Alan Lee Williams, a Labor Member of Parliament, said he may refer the matter to the Race Relations Board unless the Royal Society deleted the offensive paragraph. The paragraph reads: “People whose practices contravene moral requirements of a host country ought to accept pre-stunning” of cattle prior to slaughtering. The reappearance of the pamphlet coincided with the introduction of a private member’s bill to abolish shechita.

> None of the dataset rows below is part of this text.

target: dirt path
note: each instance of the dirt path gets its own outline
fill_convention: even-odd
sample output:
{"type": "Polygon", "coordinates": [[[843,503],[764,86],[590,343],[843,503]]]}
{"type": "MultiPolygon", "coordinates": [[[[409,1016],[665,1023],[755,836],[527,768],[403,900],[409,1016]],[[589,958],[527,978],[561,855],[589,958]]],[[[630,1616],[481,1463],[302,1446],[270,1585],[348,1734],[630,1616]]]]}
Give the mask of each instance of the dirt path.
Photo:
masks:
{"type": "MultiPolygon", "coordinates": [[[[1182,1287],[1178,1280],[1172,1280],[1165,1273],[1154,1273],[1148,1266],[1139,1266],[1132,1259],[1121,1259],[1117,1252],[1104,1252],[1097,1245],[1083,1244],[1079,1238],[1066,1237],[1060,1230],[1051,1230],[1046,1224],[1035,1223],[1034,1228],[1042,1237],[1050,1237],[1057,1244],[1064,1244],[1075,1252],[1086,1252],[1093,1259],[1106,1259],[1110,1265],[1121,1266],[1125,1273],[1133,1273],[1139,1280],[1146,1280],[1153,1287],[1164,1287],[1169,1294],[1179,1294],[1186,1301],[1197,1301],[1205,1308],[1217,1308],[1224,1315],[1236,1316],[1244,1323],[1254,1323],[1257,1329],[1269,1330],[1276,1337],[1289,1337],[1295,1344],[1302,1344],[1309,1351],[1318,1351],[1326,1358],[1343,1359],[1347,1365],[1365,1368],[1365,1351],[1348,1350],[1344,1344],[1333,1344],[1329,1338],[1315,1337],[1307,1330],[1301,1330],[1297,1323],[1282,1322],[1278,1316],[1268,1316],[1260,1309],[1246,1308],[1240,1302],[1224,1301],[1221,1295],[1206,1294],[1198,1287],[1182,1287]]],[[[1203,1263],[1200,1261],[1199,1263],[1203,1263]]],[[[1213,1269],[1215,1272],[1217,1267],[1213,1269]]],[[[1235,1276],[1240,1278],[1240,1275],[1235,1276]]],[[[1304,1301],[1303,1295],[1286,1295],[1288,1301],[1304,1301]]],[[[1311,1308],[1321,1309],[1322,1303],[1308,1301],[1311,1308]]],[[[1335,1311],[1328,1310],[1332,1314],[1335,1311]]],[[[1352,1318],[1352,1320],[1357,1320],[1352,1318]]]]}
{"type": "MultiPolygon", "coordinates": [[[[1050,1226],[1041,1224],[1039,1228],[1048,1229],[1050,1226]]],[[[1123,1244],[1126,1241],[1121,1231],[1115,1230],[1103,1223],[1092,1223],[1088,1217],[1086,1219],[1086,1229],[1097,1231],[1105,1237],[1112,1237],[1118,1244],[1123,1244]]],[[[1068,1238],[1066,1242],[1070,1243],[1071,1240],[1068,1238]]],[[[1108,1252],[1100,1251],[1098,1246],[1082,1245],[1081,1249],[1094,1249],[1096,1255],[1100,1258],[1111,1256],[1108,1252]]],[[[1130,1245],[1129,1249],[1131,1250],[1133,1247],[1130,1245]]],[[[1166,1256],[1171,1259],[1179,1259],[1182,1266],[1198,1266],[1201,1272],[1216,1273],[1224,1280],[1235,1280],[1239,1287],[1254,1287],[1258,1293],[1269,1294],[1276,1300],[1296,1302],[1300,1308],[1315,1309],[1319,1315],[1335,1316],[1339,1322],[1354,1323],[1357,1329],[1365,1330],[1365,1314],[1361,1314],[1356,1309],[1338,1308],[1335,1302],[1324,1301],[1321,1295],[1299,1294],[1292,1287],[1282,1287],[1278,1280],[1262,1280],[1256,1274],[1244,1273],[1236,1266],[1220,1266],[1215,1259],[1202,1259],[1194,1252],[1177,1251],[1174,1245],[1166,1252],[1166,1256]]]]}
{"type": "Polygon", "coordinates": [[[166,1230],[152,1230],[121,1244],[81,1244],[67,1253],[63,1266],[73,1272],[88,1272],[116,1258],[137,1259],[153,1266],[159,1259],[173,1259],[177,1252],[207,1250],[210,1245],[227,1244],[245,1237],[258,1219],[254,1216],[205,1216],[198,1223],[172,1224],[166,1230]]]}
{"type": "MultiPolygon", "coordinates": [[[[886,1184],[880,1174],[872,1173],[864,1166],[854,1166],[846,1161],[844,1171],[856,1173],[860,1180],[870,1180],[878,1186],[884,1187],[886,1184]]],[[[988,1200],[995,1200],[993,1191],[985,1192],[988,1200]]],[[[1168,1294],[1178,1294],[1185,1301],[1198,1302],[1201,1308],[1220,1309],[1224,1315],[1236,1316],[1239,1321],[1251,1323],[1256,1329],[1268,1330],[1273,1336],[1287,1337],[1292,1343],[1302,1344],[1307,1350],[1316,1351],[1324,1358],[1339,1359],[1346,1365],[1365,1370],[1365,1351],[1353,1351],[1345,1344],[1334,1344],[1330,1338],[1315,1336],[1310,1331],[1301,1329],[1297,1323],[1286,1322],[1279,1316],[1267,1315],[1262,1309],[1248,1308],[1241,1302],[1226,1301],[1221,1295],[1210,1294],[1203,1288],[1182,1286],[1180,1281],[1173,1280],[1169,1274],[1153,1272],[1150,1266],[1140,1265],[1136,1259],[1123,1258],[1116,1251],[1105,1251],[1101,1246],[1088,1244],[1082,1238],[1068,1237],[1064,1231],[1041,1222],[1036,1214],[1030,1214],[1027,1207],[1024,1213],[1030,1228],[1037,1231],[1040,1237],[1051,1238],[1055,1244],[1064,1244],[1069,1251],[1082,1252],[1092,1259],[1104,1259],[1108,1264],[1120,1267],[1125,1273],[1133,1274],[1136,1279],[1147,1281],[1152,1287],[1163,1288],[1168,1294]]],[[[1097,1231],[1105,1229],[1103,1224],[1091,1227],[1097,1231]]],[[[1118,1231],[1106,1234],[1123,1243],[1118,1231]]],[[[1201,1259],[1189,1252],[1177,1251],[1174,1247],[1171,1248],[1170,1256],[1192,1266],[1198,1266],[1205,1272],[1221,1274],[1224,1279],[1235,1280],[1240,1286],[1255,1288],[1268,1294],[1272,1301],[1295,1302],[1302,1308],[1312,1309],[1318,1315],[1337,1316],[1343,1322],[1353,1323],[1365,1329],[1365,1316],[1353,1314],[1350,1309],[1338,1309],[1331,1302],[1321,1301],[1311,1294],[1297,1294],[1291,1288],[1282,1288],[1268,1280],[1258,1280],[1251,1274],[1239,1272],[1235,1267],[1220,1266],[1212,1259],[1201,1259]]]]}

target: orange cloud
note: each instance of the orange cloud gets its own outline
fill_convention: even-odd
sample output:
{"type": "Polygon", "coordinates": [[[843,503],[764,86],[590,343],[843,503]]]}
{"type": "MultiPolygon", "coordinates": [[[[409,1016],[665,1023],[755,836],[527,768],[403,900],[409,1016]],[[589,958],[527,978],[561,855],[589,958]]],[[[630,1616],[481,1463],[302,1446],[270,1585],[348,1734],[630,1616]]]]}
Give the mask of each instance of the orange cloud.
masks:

Another Labor MP, Erich Moonman, who is a member of the RSPCA called it “a shame and outrage” and said the Society had been “led astray.” Allan Joiner, deputy secretary of the RSPCA, claimed there was nothing anti-Jewish in the pamphlet.

Victor Mishcon, vice-president of the Board of Deputies, issued a statement on behalf of the board which noted that the pamphlet’s allegations about shechita had been “strongly rebutted by many leading non-Jewish scientific experts.” The statement said that “the Jewish community particularly resents the suggestion of the RSPCA pamphlet that Jews are ‘a people whose practices contravene the moral requirements of the host country.’ Whatever the intentions of the RSPCA and the Council (for Justice to Animals) in conducting their present campaign against shechita, the Board of Deputies deplores the introduction of inaccurate and irrelevant arguments which are already being exploited by anti-Semitic and racialist elements,”

(Alderman Michael Fidler, president of the Board of Deputies, who is now visiting in this country, told JTA today that he had consulted with American defense organizations as to methods employed in this country to deal with attacks on shechita which might be utilized by the British Jewish community.)